Published:Sunday | March 23, 2025 | 9:45 PMEdmond Campbell/Senior Staff Reporter
Cordell Williams-Graham
Cordell Williams-Graham

While welcoming the parliamentary Opposition’s proposal to waive taxes for three years for new players in the micro, small and medium-sized enterprises sector if it forms the next government, an association comprising young entrepreneurs said several factors should be considered to ensure its effectiveness.

Cordell Williams-Graham, president of the Young Entrepreneurs Association (YEA), said the Opposition’s proposals to waive taxes for three years and backload loan fees for DBJ-funded loans would address two critical barriers that hinder business formation and expansion.

In introducing this measure, Williams-Graham said careful structuring would be essential to ensure wide-scale impact and long-term benefits for MSMEs.

Elaborating on the factors for consideration to ensure greater effectiveness, the YEA president pointed out that many MSMEs in their early years generate minimal revenue and may not have reached the taxable threshold and, as such, the benefit could be negligible for some businesses.

She suggested that alternative tax incentives that reduce operational costs may provide broader relief.

For MSMEs that generate significant revenue within the first three years, transitioning suddenly to full taxation after the waiver period could create financial strain, Williams-Graham noted.
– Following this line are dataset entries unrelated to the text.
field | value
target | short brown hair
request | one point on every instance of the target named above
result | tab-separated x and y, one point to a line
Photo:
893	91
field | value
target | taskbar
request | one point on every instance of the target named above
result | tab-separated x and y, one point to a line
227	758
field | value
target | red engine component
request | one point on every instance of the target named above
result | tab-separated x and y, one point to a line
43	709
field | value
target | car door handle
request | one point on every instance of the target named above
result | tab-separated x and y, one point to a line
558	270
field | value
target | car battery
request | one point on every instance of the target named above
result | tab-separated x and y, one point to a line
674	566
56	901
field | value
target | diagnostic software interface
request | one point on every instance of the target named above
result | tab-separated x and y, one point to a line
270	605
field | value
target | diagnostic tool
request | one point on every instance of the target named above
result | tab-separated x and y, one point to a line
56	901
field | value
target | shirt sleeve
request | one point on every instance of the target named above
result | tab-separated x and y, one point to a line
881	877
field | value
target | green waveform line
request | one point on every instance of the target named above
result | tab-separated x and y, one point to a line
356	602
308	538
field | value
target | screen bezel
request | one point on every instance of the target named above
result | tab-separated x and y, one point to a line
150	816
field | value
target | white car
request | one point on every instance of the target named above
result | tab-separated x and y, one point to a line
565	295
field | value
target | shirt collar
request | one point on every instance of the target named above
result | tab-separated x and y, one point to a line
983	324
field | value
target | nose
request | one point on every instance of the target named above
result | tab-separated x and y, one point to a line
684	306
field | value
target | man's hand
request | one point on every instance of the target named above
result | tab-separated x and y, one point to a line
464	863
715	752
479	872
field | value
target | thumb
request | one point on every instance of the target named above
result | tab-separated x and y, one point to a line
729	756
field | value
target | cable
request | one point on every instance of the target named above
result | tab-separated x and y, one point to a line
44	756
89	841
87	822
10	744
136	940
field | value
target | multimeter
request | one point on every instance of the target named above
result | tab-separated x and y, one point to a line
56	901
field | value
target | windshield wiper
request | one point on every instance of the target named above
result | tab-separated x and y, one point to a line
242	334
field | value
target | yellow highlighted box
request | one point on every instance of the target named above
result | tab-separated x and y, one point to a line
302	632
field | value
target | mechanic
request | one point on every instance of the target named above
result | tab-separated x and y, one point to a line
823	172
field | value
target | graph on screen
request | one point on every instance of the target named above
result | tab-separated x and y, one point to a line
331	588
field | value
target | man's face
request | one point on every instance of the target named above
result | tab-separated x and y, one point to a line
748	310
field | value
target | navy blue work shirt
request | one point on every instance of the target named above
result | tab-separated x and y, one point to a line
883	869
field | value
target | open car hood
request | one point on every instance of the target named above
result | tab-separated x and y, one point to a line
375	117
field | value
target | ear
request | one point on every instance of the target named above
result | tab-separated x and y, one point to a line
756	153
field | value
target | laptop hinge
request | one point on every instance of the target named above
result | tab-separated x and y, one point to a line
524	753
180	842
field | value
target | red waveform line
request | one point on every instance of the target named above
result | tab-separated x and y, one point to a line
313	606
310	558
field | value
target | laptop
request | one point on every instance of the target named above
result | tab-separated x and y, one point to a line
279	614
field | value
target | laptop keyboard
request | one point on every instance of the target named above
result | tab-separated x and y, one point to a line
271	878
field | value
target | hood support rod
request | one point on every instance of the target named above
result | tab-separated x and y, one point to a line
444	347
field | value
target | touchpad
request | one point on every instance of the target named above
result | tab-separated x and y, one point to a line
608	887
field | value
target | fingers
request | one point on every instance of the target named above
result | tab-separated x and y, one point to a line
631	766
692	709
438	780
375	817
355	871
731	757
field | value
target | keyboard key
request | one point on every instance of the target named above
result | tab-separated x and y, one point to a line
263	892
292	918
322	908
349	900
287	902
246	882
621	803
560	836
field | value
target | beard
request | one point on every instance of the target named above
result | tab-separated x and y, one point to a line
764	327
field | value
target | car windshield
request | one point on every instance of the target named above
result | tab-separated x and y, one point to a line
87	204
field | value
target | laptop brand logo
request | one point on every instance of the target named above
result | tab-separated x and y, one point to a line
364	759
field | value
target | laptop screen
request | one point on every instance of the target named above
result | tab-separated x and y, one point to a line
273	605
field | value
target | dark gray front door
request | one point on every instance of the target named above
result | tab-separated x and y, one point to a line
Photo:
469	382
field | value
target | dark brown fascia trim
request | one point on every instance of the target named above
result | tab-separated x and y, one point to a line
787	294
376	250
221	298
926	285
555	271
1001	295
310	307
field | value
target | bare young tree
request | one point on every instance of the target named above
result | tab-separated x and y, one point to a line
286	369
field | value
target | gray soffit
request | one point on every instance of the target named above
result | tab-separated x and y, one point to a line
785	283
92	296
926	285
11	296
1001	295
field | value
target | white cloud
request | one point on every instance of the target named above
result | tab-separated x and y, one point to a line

She reasoned that a phased tax integration model which gradually introduces tax obligations could be more sustainable.

Highlighting alternative considerations, the YEA president said a more widespread impact could come from introducing tax tiers, lowering the corporate tax rate from 25 per cent to 20 per cent, or even 10 per cent, based on earnings.

“This would create a balanced and long-term incentive structure that benefits both new and established MSMEs,” she added.

The YEA said clear guidelines would have to be established to prevent larger firms from restructuring to exploit the tax waiver, while ensuring that genuine new businesses benefit.

EASE CASH FLOW CONSTRAINTS

Williams-Graham also wants the parliamentary Opposition to outline a revenue replacement strategy. She wants the Opposition to clarify how it plans to offset the revenue loss from tax waivers.

“A policy reversal after implementation could create uncertainty and instability for MSMEs,” she said.

“While these concerns should be addressed, the proposal has the potential to encourage formalisation and support business growth. If complemented by additional incentives, such as low-interest credit and business development support, its effectiveness could be maximised.”

On the suggestion to backload Development Bank of Jamaica (DBJ) loans, the YEA said this proposal is highly practical, as one of the biggest challenges MSMEs face is the high upfront cost of accessing credit.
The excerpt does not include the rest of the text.